Hearn then set about reorganising and refocusing the company. He decided to exit retail business completely and sold off various smaller operations either unconnected to the core parts of the business or which was unprofitable. “We sold or divested a lot of different smaller operations,” he says.
This left the company focused on wholesale insurance and reinsurance business. He said the company now has a solid presence in all the major markets globally for risk transfer, with the exception of Bermuda, which he describes as an “odd gap” in the company’s portfolio.
He plans to fix this by the end of the year, revealing plans for a new operation in Bermuda which will employ around five people.
“It was an odd missing piece of the puzzle for us and we will solve that by the end of the year,” Hearn says. “I feel Bermuda is more vibrant and relevant than it has ever been, in part thanks to Solvency II equivalence. We look forward to establishing a presence in that market.”
The company’s operational structure is now completely global, he says, with three divisional bosses covering treaty, marine and specialty, which includes aviation, managing general agents and a number of other classes, with each responsible for a global P&L. This means the broker can service its clients on a completely global basis.
“It is something smaller brokers cannot offer and bigger brokers do not do in reality because they have regional units competing with each other,” he says. “We will not make that mistake. Everything about Ed will put customer service and delivery first.”
He believes that Ed now has the right structure, people, position in the market and brand to offer a genuine alternative to clients. “I find that people want change. We are often pushing on an open door,” he says. “We offer something different. We are big enough to be relevant and small enough to deliver.”
He is also targeting growth on the reinsurance side of the business. This represents 10 percent of the company’s total earnings at the moment but he believes it has a lot of potential for growth. He has also not ruled out entering the insurance-linked securities and alternative capital markets at some point, but he admits the company is not there yet with this ambition.
LOVE IT OR HATE IT
Hearn accepts that not everyone will understand or embrace the rebrand immediately—some of the company’s own board members took some convincing. But he remains comfortable with the new identity and the logic behind it.
“I always knew there would be three types of people in the way they reacted to the rebrand. There would be those who would view it as exciting, disruptive and dynamic; those who would think I had lost my mind; and those who wouldn’t care,” he says.
When he gathered the company’s 400-strong staff base together in a hotel in London to unveil the new brand, this last group was his main target. “I wanted people to understand that it represents much more than a new name or a new brand, it is a brand new start for this company,” he says.
Some of the company’s board members needed convincing, but former AIG boss Martin Sullivan, the company’s chairman, was very much in the first camp and understood it and embraced it immediately.
Hearn says when the name Ed was first conceived he sent the presentation to Sullivan, waited 15 minutes and then called him. “I was nervous but he absolutely understood it and loved it,” he recalls.
In terms of the origins of the name, he explains that they initially played with many ideas.
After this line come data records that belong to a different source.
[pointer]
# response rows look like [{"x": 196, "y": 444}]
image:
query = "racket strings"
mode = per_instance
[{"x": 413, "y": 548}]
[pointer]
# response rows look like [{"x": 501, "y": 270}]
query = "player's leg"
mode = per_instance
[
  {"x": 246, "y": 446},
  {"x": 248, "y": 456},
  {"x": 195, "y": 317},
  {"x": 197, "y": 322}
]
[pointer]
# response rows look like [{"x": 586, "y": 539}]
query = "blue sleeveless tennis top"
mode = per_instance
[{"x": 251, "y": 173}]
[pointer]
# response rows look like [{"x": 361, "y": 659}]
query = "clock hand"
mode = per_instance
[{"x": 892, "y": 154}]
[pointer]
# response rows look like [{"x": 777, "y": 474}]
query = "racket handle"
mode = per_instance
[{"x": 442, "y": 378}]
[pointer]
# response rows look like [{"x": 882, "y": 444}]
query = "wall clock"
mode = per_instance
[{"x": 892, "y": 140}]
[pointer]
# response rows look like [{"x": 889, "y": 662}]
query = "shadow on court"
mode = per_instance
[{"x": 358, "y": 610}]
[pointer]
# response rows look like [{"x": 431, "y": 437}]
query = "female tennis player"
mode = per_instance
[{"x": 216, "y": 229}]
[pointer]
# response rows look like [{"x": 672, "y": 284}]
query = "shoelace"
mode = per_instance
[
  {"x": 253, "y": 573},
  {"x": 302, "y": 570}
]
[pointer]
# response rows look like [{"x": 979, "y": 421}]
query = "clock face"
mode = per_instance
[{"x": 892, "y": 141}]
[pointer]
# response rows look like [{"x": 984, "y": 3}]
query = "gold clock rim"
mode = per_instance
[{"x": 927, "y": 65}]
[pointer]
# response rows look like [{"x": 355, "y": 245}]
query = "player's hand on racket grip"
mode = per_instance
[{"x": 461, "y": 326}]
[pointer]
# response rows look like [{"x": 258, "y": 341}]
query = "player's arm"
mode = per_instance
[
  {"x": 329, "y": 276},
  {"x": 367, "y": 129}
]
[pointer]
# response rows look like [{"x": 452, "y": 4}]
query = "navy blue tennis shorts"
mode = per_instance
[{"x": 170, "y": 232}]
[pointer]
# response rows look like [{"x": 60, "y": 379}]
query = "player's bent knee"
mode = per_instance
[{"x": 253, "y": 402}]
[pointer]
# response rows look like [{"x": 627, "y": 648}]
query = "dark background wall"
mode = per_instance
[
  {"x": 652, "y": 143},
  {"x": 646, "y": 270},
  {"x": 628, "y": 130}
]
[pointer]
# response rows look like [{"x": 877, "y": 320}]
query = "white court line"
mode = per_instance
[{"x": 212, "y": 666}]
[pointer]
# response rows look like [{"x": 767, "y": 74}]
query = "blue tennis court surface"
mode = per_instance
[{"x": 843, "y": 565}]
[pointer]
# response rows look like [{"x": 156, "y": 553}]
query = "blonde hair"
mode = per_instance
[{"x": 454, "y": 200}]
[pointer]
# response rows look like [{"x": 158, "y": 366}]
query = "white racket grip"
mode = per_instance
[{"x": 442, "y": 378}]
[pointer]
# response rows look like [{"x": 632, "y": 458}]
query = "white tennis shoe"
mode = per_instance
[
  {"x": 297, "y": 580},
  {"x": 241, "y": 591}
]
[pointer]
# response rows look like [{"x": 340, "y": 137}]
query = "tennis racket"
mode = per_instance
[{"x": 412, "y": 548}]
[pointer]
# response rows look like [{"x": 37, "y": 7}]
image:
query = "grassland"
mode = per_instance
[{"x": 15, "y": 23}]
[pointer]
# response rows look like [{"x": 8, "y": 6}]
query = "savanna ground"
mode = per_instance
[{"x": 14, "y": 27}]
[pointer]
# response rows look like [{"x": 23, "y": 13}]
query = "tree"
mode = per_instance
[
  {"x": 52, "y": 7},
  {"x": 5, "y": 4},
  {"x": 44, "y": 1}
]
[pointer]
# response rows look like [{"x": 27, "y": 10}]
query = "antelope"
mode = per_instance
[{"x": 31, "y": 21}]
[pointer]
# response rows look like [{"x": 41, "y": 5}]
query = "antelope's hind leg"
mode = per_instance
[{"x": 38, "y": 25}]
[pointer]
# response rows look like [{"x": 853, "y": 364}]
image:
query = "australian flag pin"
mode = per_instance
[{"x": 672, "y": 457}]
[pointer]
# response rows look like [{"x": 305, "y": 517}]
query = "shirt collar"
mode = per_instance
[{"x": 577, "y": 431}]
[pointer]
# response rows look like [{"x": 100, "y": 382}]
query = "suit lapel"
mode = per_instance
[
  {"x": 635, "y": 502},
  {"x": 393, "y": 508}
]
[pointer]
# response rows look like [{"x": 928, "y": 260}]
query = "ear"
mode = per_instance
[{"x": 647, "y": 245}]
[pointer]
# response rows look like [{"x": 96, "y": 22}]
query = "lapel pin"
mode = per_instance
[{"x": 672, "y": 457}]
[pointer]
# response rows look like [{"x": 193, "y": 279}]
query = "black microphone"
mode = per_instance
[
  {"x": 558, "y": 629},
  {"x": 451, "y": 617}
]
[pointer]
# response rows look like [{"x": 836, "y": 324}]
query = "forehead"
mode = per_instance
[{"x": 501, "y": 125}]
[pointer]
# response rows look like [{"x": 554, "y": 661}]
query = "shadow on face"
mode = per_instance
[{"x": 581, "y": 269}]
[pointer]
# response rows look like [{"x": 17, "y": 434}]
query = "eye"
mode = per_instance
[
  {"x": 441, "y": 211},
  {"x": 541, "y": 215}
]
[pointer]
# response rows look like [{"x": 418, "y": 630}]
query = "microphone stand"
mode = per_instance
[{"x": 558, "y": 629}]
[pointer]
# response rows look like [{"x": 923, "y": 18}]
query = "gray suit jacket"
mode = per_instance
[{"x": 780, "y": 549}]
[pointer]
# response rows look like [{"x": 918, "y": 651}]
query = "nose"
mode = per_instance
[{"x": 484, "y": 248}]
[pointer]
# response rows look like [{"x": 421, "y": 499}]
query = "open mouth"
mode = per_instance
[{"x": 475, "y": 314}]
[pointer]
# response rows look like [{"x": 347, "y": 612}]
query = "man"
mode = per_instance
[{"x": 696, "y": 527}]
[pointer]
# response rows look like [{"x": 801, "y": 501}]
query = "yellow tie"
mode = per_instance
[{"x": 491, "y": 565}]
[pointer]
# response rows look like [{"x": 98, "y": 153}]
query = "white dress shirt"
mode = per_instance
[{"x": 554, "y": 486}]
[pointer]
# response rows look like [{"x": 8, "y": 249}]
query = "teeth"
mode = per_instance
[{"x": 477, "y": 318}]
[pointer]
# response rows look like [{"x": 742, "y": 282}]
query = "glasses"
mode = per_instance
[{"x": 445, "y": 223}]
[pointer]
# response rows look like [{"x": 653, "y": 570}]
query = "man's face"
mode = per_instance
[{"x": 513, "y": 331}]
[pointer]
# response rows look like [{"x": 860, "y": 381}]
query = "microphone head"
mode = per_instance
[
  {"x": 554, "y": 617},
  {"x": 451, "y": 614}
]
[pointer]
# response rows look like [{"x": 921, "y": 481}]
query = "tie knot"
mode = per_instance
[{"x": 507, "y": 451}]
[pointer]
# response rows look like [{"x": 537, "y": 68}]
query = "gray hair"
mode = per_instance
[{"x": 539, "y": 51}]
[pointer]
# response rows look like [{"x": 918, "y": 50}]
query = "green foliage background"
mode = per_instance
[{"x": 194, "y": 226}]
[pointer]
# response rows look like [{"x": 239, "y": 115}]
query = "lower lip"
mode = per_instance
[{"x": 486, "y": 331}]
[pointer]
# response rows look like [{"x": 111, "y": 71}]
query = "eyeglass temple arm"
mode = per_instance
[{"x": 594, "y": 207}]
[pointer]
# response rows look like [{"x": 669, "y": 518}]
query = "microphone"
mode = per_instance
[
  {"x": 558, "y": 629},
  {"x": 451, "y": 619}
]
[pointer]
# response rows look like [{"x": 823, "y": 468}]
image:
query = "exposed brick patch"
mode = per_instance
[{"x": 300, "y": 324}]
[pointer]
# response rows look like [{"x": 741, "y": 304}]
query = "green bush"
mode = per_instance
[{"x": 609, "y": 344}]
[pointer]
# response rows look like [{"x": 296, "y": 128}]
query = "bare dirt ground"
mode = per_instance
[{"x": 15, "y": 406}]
He noted that many companies are named after their now-deceased founders or street names with relevance to a company. He wanted something rooted in the past but also fresh and dynamic.
“So 325 years ago, Edward Lloyd’s coffee shop became the place to buy marine insurance. That is the tradition but we then wanted to consider what a modern coffee shop is today. It is modern, cosmopolitan, advanced and fast-moving—everything Ed stands for,” he says.